When Bernie Sanders proudly declared himself a democratic socialist, he lost the ears of many older voters who hold a viscerally negative view towards socialism. In a Washington Post poll from February, 35 percent of Americans indicated that the “socialist” and “democratic socialist” labels make them more likely to oppose Sanders, compared with the opposing 10 percent. This sentiment is even reflected in the healthcare debate. A Kaiser Family Foundation poll on universal healthcare found that 63 percent of Americans hold a positive reaction to the terms “universal health coverage” and “Medicare-for-All”, while only 46 percent hold a positive reaction to the term “socialized medicine.” Evidently, the impact of anti-communist propaganda from the Cold War era still resonates strongly with older voters, and the party establishment weaponized this weakness against Bernie. While the party and media establishments worked to perpetuate this radical socialist narrative that scared off enough older Black voters and older suburban voters, the Bernie campaign embraced it. The left falls into a strategic pitfall when they conflate the abandonment of revolutionary rhetoric with the abandonment of revolutionary ideas. It is possible to maintain an unwavering commitment to policies like Medicare for All, legalization of cannabis, and the Green New Deal while also strategically framing these ideas as the more reasonable choice for voters. Leftists concede nothing when it comes to policy, but we must recognize that we will remain an exclusive, powerless club unless we present our ideas in a more palatable way to the average voter.
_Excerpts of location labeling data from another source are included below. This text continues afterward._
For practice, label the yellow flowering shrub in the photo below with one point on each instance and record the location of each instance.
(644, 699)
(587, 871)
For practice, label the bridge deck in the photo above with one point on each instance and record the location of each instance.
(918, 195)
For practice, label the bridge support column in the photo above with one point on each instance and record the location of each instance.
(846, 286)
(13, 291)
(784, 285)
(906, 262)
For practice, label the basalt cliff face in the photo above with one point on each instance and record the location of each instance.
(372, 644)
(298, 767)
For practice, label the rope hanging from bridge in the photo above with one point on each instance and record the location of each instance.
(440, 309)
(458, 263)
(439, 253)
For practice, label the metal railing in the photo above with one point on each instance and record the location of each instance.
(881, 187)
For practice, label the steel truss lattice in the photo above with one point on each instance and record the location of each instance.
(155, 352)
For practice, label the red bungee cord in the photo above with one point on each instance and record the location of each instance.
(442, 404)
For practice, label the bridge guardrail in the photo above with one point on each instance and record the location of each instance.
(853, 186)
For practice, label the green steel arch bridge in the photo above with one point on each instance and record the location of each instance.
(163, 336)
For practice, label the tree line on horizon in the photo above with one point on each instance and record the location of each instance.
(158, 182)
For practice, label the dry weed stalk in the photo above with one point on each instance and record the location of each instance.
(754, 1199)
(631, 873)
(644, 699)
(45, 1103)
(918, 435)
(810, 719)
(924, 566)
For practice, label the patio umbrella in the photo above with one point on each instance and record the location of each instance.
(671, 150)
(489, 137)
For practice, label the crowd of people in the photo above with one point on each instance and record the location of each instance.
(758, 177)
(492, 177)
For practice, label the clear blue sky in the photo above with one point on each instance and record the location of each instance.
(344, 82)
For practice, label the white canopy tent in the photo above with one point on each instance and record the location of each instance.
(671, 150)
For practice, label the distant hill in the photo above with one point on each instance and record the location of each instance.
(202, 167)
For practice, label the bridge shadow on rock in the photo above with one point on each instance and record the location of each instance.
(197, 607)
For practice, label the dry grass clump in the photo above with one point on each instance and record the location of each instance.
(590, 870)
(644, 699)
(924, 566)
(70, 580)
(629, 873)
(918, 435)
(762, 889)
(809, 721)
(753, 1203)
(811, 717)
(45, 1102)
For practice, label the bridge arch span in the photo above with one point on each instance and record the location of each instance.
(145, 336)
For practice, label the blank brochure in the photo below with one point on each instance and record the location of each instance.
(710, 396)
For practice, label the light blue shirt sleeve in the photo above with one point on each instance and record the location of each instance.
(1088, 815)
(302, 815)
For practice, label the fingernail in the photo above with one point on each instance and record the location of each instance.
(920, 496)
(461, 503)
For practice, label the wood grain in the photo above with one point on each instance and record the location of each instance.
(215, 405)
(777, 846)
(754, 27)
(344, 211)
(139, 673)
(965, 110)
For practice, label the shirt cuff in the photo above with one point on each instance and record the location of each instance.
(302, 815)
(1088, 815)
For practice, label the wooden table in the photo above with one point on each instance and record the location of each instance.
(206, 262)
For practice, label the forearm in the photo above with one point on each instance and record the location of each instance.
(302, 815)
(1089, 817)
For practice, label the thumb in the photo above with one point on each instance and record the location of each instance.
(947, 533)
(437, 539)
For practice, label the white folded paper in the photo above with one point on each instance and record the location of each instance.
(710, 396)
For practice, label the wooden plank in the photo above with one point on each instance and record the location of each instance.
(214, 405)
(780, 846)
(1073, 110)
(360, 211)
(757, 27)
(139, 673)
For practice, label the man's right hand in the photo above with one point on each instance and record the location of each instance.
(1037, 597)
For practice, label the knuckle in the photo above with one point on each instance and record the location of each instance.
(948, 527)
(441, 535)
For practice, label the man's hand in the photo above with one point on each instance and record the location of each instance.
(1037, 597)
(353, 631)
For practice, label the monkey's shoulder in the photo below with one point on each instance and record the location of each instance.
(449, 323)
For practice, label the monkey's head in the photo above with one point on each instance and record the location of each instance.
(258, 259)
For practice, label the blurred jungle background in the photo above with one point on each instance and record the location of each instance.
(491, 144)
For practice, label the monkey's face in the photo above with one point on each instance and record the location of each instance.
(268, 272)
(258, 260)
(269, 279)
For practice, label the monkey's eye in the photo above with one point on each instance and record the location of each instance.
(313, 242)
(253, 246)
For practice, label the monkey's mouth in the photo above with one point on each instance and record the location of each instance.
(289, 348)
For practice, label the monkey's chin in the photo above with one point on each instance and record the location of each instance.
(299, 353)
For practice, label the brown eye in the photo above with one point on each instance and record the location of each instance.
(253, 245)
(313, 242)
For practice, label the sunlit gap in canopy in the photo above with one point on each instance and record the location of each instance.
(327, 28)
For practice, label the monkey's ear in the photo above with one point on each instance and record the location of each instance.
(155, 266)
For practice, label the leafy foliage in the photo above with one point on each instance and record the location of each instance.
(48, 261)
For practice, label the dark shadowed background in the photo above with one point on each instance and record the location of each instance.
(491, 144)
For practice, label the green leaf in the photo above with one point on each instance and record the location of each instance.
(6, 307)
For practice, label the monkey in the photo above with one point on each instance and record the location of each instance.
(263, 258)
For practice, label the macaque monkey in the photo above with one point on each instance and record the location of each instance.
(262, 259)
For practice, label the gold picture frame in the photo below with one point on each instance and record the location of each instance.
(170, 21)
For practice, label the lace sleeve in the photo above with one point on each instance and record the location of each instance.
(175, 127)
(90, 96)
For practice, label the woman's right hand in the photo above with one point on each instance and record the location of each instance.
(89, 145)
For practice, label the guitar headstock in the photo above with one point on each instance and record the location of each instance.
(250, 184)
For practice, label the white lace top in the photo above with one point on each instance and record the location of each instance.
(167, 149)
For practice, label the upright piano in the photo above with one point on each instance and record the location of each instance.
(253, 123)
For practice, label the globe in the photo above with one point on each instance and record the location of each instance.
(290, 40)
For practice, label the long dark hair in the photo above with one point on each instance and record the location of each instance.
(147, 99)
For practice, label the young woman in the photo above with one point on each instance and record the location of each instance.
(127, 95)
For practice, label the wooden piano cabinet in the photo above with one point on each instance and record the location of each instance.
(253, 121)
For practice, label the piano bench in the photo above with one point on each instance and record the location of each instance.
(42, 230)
The COVID-19 pandemic has proven more than ever that Americans need a robust social safety net, and the left is willing to provide just that. What better time to argue for Medicare for All than when millions of people are falling ill to a deadly virus and facing absurd medical bills afterwards? The global pandemic and economic crisis further prove the need for leftist policies. Progressives need to begin framing their brand of politics as the reasonable, moderate position while exposing the Democratic party as the extreme alternative. It is extreme to call for milquetoast reforms and means-tested stimulus checks as 12 million people get kicked off their employer-provided health insurance and one in ten Americans are food insecure. It is extreme to tell voters that people-centered policies are simply too expensive, when the majority of Democratic senators voted against Bernie’s 10 percent cut in the military budget, which outranks the next ten countries combined. This strategy of appealing to voters’ sense of reason can easily expose how the Democrats (and the Republicans) are actually taking the radical positions of “reform around the edges” and corporate socialism in a time of widespread economic hardship. This strategy can effectively expose that the United States does not have a party of the left, only a party posing to be the left.

Lastly, it’s time to do away with the idea of party unity. It is not possible to engage in passionate criticism of the Democratic party while conceding that corporate Democrats are the preferable alternative to far-right Republicans. It is necessary to engage in dissent within the Democratic Party so that establishment Democrats must do better than simply being the lesser of two evils. Progressives and leftists cannot hand the system power and then demand it do our bidding. We cannot hold Democrats’ feet to the fire and make them support progressive policies while outwardly signaling that we will vote for them anyways. We must demand better while we have the most powerful weapon in our arsenal: our vote.